Amoebiasis (a human intestinal infection affecting 50 million people every year) is caused by the protozoan parasite Entamoeba histolytica. To study the molecular mechanisms underlying human colon invasion by E. histolytica, we have set up an ex vivo human colon model to study the early steps in amoebiasis. Using scanning electron microscopy and histological analyses, we have established that E. histolytica caused the removal of the protective mucus coat during the first two hours of incubation, detached the enterocytes, and then penetrated into the lamina propria by following the crypts of Lieberkühn. Significant cell lysis (determined by the release of lactodehydrogenase) and inflammation (marked by the secretion of pro-inflammatory molecules such as interleukin 1 beta, interferon gamma, interleukin 6, interleukin 8 and tumour necrosis factor) were detected after four hours of incubation. Entamoeba dispar (a closely related non-pathogenic amoeba that also colonizes the human colon) was unable to invade colonic mucosa, lyse cells or induce an inflammatory response. We also examined the behaviour of trophozoites in which genes coding for known virulent factors (such as amoebapores, the Gal/GalNAc lectin and the cysteine protease 5 (CP-A5), which have major roles in cell death, adhesion (to target cells or mucus) and mucus degradation, respectively) were silenced, together with the corresponding tissue responses. Our data revealed that the signalling via the heavy chain Hgl2 or via the light chain Lgl1 of the Gal/GalNAc lectin is not essential to penetrate the human colonic mucosa. In addition, our study demonstrates that E. histolytica silenced for CP-A5 does not penetrate the colonic lamina propria and does not induce the host's pro-inflammatory cytokine secretion.
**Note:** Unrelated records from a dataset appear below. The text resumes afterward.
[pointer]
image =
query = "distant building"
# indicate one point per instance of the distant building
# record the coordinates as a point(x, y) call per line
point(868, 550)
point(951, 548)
Entamoeba histolytica is the causative agent of amoebiasis, a human disease. Like other enteric infections, the lack of animal models enhances the difficulty of studying the development of amoebiasis. To date, no experimental model has been developed that reproduces the invasive intestinal amoebic lesions seen in human colon. We present the first study that examines, using human colon explants, the early steps of the human colonic barrier invasion by E. histolytica. With this ex vivo integrative model we have investigated both parasite behaviour and the human tissue response. Remarkably, in this model E. histolytica was able to cross and destroy the intestinal barrier evoking a tissue inflammatory response, while E. dispar, a non-pathogenic species, was unable to penetrate nor induce tissue responses. Furthermore, we have explored the role of three virulence factors during the invasive process, using gene-silenced E. histolytica trophozoites, particularly the kinetics of invasion, tissue destruction and induction of an early inflammatory responses. This is, to our knowledge, the first time that their role is highlighted in a complex human system. Our study provides new insights in the molecular mechanisms involved in the early steps of human colon invasion by E. histolytica.